Faith isn’t easy. In fact it can be downright hard.

But we’ve experienced loss before so we know the work it’s going to require.

And we know we’re not alone.

So we’ll keep trusting. Keep believing.

We’ll keep hoping.

Finding Hope

My hope. My heart. My lovie dovie.

November, December, and January are hard months to get through since Rory’s passing.

But last December was extra painful with the unexpected death of my brother-in-law, Saul.

I haven’t posted on my blog.

I have drafts but nothing published.

Here’s my problem: I want everything I write to end with hope.

Life is hard, but there’s still hope.

Emotions are high, but they won’t always be.

January feels never ending, but it will, in fact, end within ten days.

But I haven’t felt very hopeful.

I’ve felt empty.

Incapable.

And tired.

On the flip side:

I haven’t felt alone.

I’ve had enough energy to accomplish everything I needed to and wanted to accomplish. Even when sleep evaded me.

And I’ve been inspired. I sent off a rewrite to my agent this month. I felt inspired daily on how to help my boys and on what I need to do.

These feelings contradict the ones I listed first. They seem incapable of coexisting.

But they have.

And that’s Grace.

That’s the hope I’ve been struggling to find.

As I do everything I can, Christ lifts, inspires, and carries me through the rest.

As I find my way through the myriad of emotions that resurfaced last month, He’s guiding me and giving me room to recover.

As I feel broken, He’s making me whole.

And I’m not done yet. Two more weeks until her birthday.

I can do this.

Because of Him.

A Move Right After Loss

I’ve had a lot of thoughts swirling about Rory’s death two years ago.

We’re approaching two years.

It’s like a different lifetime she was with us.

But also like I held her in my arms yesterday.

Time is weird.

We sold our house and bought a house three days before she died.

The house we were buying wasn’t in the area we were initially looking. And we kept saying but… And looking around again.

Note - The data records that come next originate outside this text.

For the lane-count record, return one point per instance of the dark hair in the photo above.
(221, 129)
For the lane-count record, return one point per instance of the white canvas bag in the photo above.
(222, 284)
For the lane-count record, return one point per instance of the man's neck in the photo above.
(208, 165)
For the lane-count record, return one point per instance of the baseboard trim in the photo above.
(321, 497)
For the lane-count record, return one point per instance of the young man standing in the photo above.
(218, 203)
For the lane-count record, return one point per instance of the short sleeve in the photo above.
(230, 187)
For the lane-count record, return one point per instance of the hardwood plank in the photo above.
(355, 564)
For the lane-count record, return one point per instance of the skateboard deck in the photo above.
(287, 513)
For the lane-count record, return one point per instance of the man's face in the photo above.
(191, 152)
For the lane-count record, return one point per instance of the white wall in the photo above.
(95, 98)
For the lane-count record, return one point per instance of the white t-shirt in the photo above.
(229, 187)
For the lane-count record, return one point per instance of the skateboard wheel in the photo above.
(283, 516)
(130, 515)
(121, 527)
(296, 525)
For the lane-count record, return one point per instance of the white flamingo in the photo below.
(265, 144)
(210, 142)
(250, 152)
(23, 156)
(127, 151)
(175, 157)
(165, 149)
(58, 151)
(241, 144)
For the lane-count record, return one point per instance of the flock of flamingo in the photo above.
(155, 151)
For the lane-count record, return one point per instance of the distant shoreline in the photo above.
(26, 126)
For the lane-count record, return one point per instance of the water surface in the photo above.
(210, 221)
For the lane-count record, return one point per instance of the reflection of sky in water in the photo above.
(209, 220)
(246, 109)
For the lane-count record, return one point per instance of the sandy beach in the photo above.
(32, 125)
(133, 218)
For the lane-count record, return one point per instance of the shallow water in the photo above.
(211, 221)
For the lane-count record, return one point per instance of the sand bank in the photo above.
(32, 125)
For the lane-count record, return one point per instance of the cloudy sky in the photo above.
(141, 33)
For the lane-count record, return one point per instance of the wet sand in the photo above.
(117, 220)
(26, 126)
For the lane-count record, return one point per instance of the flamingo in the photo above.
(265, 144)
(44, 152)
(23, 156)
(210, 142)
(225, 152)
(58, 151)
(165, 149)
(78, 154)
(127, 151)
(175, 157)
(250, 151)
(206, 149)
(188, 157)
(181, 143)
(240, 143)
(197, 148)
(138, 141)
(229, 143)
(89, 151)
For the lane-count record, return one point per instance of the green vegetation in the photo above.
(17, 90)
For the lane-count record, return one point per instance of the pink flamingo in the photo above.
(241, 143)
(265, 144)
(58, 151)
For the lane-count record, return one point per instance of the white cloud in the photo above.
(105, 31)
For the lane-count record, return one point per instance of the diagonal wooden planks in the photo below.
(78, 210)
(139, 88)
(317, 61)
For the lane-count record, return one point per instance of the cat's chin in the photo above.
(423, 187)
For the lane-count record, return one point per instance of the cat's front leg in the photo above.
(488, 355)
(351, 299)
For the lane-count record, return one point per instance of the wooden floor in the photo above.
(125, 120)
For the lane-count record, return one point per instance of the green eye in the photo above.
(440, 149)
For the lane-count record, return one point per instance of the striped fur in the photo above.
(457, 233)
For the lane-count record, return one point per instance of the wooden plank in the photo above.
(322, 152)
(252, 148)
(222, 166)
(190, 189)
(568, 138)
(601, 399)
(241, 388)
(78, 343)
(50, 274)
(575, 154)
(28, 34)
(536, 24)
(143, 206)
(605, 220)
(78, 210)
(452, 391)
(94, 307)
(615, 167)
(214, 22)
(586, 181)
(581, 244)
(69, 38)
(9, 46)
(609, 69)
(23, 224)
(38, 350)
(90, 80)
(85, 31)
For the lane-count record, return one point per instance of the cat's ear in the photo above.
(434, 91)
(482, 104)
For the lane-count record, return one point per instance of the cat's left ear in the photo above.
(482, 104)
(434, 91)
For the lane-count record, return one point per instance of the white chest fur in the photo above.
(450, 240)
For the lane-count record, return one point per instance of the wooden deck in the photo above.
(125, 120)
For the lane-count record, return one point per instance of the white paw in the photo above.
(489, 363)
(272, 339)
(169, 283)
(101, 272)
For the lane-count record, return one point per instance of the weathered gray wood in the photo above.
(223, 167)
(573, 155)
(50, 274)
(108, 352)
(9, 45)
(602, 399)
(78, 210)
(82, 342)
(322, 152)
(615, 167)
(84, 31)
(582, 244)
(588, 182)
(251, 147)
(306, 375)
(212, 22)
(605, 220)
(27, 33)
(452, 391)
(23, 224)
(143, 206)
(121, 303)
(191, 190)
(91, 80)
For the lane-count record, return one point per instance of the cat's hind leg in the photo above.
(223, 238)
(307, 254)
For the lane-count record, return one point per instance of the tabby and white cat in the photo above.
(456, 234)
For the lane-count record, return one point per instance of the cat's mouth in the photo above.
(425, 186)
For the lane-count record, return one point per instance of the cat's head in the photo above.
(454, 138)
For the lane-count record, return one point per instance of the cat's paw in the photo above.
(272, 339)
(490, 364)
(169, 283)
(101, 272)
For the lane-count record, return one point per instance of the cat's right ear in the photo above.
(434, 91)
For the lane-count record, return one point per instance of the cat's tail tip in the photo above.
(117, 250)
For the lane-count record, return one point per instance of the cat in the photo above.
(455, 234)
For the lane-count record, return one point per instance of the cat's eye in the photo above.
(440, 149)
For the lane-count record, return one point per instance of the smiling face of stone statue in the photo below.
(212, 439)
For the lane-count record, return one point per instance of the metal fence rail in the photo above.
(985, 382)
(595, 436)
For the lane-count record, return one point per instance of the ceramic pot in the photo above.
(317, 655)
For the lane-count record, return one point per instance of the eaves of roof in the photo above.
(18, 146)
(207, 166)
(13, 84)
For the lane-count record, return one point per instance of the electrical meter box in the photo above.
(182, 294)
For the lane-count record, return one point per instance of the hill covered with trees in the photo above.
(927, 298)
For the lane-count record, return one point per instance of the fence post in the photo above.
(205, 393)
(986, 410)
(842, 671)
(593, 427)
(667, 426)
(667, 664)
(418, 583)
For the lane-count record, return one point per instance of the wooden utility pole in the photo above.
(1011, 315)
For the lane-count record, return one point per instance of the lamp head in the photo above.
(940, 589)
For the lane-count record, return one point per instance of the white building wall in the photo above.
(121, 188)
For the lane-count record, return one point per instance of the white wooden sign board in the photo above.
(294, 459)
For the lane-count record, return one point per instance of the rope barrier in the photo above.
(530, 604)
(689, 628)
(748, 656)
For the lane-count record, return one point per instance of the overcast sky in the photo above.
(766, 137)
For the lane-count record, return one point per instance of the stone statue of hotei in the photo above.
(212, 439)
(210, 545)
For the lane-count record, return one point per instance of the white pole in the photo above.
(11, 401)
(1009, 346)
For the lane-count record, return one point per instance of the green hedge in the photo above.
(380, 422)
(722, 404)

And again.

In the end, we just kept being led to this community, this house.

Before we even moved, our Bishop contacted the Bishop of the church we were moving to across town.

With that call, we had people mourning with us, loving us, praying for us.

People that didn’t know us.

When we moved in, we were surrounded by love. Visits, hugs, baskets, dinners.

People we were meeting for the first time.

People that never had the opportunity to know our Rory.

They cried with us. They prayed with us. They held our hands through the hardest times in our lives.

Is this not the epitome of Christ-like love?

I’m so grateful my Heavenly Father knew what we were going to need.

He was aware of us.

He knew the love and patience we would need to be surrounded by.

He knew that we would need to love and serve ourselves.

He knew.

He knows.

He hasn’t forgotten us.

Not me.

Not you.

May you all feel surrounded by His love whether your life is shattered or it’s the happiest day of your life.

He loves each of us. Always.

Readying for the Fall Storm

I went to Costco the other day and they have this big Halloween costume display.

Front and center was the Wonder Woman costume.

I gripped the cart, fought back tears.

Here we go again.

What gives Fall the right?

Why does Fall have the audacity to keep coming every year?

It gave up that right the day my daughter died.

It’s not okay.

Previously, it was cooler temperatures, changing leaves, school starting, pumpkin treats, and fun holidays.

Now, it’s dread, panic, sadness, loss, and missing. So much missing.

I can it feel inside me already.

I’m planting my feet.

Readying my legs.

I’ve got my head down.

The wind stirs around me.

Please, Heavenly Father, give us strength to weather this storm.